Tuesday, December 28, 2010

simple C example 2

Continuing from last time (here), we put all the previous code (minus the function main) into a separate file print_bits.c and then put the declarations of our two functions in a header file: print_bits.h:

void print_byte(unsigned char);
void print_word(const char *);

We modify main, adding code to get information passed in from the operating system, and put that in a separate file bits.c:

#include <stdio.h>
#include "print_bits.h"
#include "cast.h"

int main(int argc, const char* argv[]) {
const char *greeting = "Hello world!\0";
printf("greeting: %s\n\n", greeting);
char c;
c = 'a';
printf("%c\n", c);
print_word(greeting);
int i;
printf("%s", "\n");
if (argc > 1) {
for (i=1; i < argc; i++) {
print_word (argv[i]);
}
printf("%s", "\n");
}
cast_int();
return 0;
}

We need to #include <stdio.h> to use printf, but we don't need the other C library headers here; they are placed in print_bits.c.
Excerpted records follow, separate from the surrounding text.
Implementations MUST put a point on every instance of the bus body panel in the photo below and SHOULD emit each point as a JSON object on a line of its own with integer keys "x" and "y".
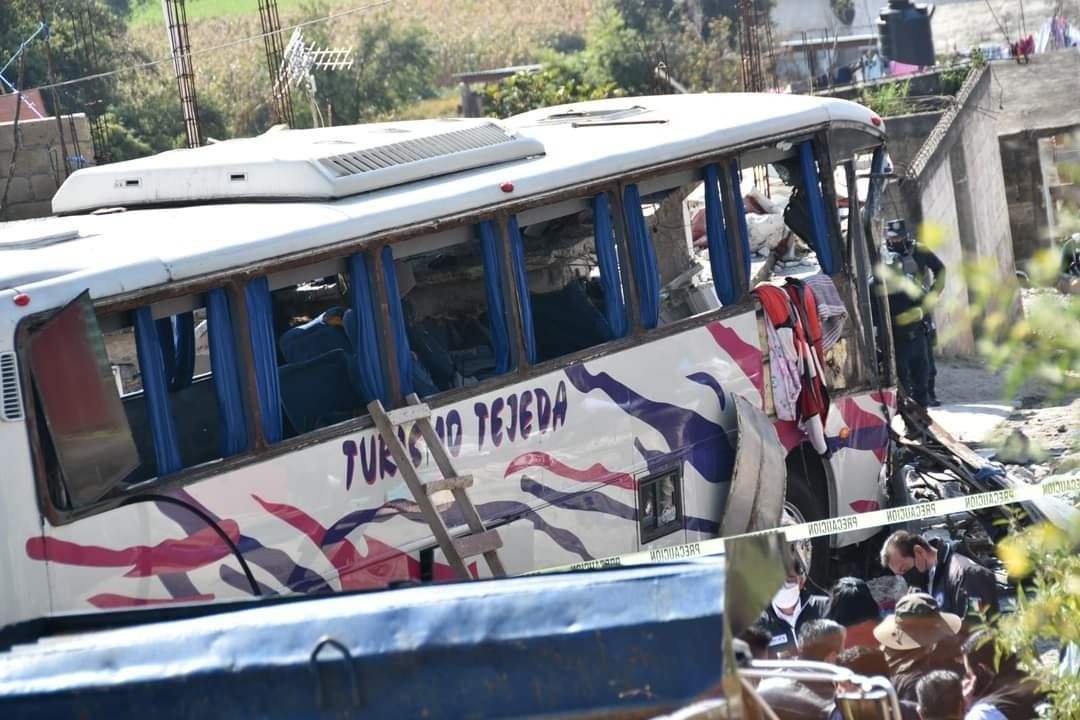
{"x": 309, "y": 522}
{"x": 337, "y": 514}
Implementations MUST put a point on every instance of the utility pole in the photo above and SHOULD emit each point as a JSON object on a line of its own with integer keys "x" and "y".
{"x": 176, "y": 23}
{"x": 275, "y": 53}
{"x": 753, "y": 24}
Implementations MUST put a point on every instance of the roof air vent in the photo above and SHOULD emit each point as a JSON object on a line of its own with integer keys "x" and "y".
{"x": 324, "y": 163}
{"x": 11, "y": 401}
{"x": 416, "y": 149}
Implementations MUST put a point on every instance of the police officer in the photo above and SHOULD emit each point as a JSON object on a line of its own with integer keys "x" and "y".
{"x": 917, "y": 282}
{"x": 959, "y": 584}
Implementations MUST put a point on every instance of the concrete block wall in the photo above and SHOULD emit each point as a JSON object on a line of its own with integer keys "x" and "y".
{"x": 940, "y": 209}
{"x": 39, "y": 163}
{"x": 953, "y": 181}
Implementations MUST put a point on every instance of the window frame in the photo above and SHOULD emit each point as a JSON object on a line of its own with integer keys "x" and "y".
{"x": 233, "y": 280}
{"x": 651, "y": 481}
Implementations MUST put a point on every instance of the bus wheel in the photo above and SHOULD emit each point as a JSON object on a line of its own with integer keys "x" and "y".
{"x": 801, "y": 504}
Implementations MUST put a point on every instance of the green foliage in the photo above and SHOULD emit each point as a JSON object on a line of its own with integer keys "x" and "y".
{"x": 554, "y": 84}
{"x": 954, "y": 78}
{"x": 393, "y": 67}
{"x": 630, "y": 44}
{"x": 1044, "y": 343}
{"x": 888, "y": 98}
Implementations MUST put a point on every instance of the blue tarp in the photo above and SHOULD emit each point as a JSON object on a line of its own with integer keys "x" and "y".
{"x": 609, "y": 641}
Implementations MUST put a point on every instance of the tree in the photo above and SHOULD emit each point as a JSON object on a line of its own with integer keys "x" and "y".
{"x": 393, "y": 67}
{"x": 555, "y": 84}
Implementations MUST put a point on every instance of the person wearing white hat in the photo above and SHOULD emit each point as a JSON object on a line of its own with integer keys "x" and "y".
{"x": 918, "y": 638}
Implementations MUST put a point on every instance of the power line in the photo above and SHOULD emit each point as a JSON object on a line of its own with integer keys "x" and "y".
{"x": 212, "y": 49}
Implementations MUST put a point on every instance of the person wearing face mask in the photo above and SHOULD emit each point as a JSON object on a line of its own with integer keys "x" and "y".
{"x": 916, "y": 639}
{"x": 957, "y": 583}
{"x": 995, "y": 688}
{"x": 793, "y": 606}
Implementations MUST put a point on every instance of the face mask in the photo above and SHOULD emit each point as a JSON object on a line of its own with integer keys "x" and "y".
{"x": 916, "y": 578}
{"x": 786, "y": 596}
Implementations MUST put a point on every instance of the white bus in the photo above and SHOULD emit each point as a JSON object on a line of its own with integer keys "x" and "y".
{"x": 187, "y": 349}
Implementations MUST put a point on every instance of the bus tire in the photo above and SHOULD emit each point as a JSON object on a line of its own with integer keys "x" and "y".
{"x": 804, "y": 503}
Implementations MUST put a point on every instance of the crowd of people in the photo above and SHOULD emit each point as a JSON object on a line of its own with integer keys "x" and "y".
{"x": 930, "y": 646}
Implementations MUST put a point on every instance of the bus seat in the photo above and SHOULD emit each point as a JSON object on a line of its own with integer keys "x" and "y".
{"x": 424, "y": 350}
{"x": 566, "y": 321}
{"x": 319, "y": 391}
{"x": 315, "y": 338}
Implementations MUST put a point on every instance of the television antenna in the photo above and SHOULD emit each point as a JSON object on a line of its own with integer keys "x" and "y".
{"x": 298, "y": 65}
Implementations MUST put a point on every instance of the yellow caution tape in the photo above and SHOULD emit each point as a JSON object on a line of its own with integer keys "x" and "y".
{"x": 878, "y": 518}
There is a second set of new files (cast.c and cast.h) that I'll explain below.

Our project isn't very complicated but it still can benefit from using the make tool. We put a file in the same directory as we're working called Makefile. Ours has this code:


bits: bits.o print_bits.o cast.o
gcc -o bits bits.o print_bits.o

bits.o: bits.c
gcc -c bits.c

print_bits.o: print_bits.c
gcc -c print_bits.c

cast.o: cast.c
gcc -c cast.c

clean:
rm -f bits.o print_bits.o cast.o bits


As explained in the manual for make and Norm Matloff's introduction (here), these instructions consist of

target ... : prerequisites ...
recipe
...


When invoked by itself, make will try to build an executable named bits by linking 3 object files, these in turn depend on the listed code files. The -c compiler directive says not to do the linking at that stage. And clean is self-explanatory. One odd requirement is that after the colon, and on each line that's shifted out, it must be a tab character.

The point is that make will call the compiler only if the timestamp of last modification to a .c file shows it's necessary. So in a complex project, only those files that have been changed get re-compiled in each debug cycle.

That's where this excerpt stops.